I agree with all the prior comments. Another possibility: Amend the plan to provide a normal form equal to subsidized J&100 annuity. Then call Ned.

Guest Ned Ryerson
Posted

You rang?

The solution is an easy one. The plan should purchase million dollar life insurance policies (from me of course) on each participant. There is a new secret IRC section that the government doesn't want you to know about that eliminates any death benefit restrictions, so there are no problems there.

If that doesn't help, then the plan should invest in my pyramid scheme, err, great investment opportunity I am privy to.

Now who wants insurance!!!

Posted

The health benefits option is essentially the same as the replacement DC plan option, just a different trust.

The health premiums face the same DC plan 415© limitation issues.

Posted
....

Paying out what the plan calls for, i.e., 12 times the monthly benefit, as an RMD, would reduce the assets while the owner's benefit stays the same. Hopefully the overfunding can at least be reduced somewhat if the payout is greater than both the return on investment and the annual APR decrease.

I don't think this is a viable solution in a one person plan - sooner or later the plan will be terminated and excess problem will remain. I don't think many people are willing to keep the plan going and pay admin fees when they are not putting any money in the plan. And who invests with expectation of meagre return on assets?

Posted
I agree with all the prior comments. Another possibility: Amend the plan to provide a normal form equal to subsidized J&100 annuity. Then call Ned.

I guess you are suggesting buying a J&S annuity from Ned Insurance Co? If so isn't that tantamount to giving excess assets to the insurance co? Also, the participant may not want to receive an annuity payment and pay taxes.

Posted

I agree with all the prior comments. Another possibility: Amend the plan to provide a normal form equal to subsidized J&100 annuity. Then call Ned.

I guess you are suggesting buying a J&S annuity from Ned Insurance Co? If so isn't that tantamount to giving excess assets to the insurance co? Also, the participant may not want to receive an annuity payment and pay taxes.

No, the 415 lump sum is actuarially equivalent to a life annuity, right? Obviously a subsidized J&100 to a spouse is more valuable than a life annuity.
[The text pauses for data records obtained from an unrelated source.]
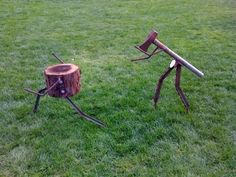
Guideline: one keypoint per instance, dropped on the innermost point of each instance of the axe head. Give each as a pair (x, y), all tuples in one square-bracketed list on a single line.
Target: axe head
[(148, 41)]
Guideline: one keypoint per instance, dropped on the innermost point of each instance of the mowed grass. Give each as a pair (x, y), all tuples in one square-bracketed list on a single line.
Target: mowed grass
[(99, 37)]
Maybe for example the spouse is much younger than the participant. Then the subsidized j&100 is much more valuable than a lump sum.

So, yes both Ned and the insurance company get something. But arguably so does the retiree and/or his spouse. And, yes they probably would prefer a lump sum. But this is an option.

Posted
Question: why does the excess increase to 300k after 12/31/07?
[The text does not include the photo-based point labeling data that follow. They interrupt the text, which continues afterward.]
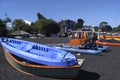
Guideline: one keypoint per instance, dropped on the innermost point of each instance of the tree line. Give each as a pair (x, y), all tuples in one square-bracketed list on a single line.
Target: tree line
[(46, 26)]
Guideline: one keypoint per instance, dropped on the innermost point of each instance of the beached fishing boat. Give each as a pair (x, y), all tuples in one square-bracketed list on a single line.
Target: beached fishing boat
[(38, 53), (107, 43), (32, 68), (76, 48)]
Because under the new regs, the S415 100% Hi3 = Hi 3 using the S401(a)(17) comp limit where as hitherto, S415 Hi 3 was permitted to be based on actual comps.
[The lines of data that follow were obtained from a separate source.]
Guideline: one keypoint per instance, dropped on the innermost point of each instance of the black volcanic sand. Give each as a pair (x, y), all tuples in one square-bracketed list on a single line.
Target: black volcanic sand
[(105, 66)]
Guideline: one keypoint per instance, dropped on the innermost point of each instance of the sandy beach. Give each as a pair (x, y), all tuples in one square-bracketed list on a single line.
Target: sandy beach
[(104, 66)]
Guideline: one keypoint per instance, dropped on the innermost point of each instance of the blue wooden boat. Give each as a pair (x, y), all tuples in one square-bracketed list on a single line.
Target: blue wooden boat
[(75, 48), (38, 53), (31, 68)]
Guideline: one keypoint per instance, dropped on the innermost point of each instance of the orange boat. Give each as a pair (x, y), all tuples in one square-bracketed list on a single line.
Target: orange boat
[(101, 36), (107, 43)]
In this case the (a)(17) restricted Hi 3 is $8k but Hi 3 of actual comps is $10.3k.

Posted

I'm available to provide some actuarial services. Better me than Ned.

I'm a retirement actuary. Nothing about my comments is intended or should be construed as investment, tax, legal or accounting advice. Occasionally, but not all the time, it might be reasonable to interpret my comments as actuarial or consulting advice.

Guest Ned Ryerson
Posted

Bite your tongue actuary boy! Be careful or I will get my life insurace actuarial posse to bring on the pain! Now that's a reason to buy some insurance! It's simple, if you don't buy insurance at maximum levels, you don't care about your family!

Posted
It's simple, if you don't buy insurance at maximum levels, you don't care about your Ned's family!

I'm a retirement actuary. Nothing about my comments is intended or should be construed as investment, tax, legal or accounting advice. Occasionally, but not all the time, it might be reasonable to interpret my comments as actuarial or consulting advice.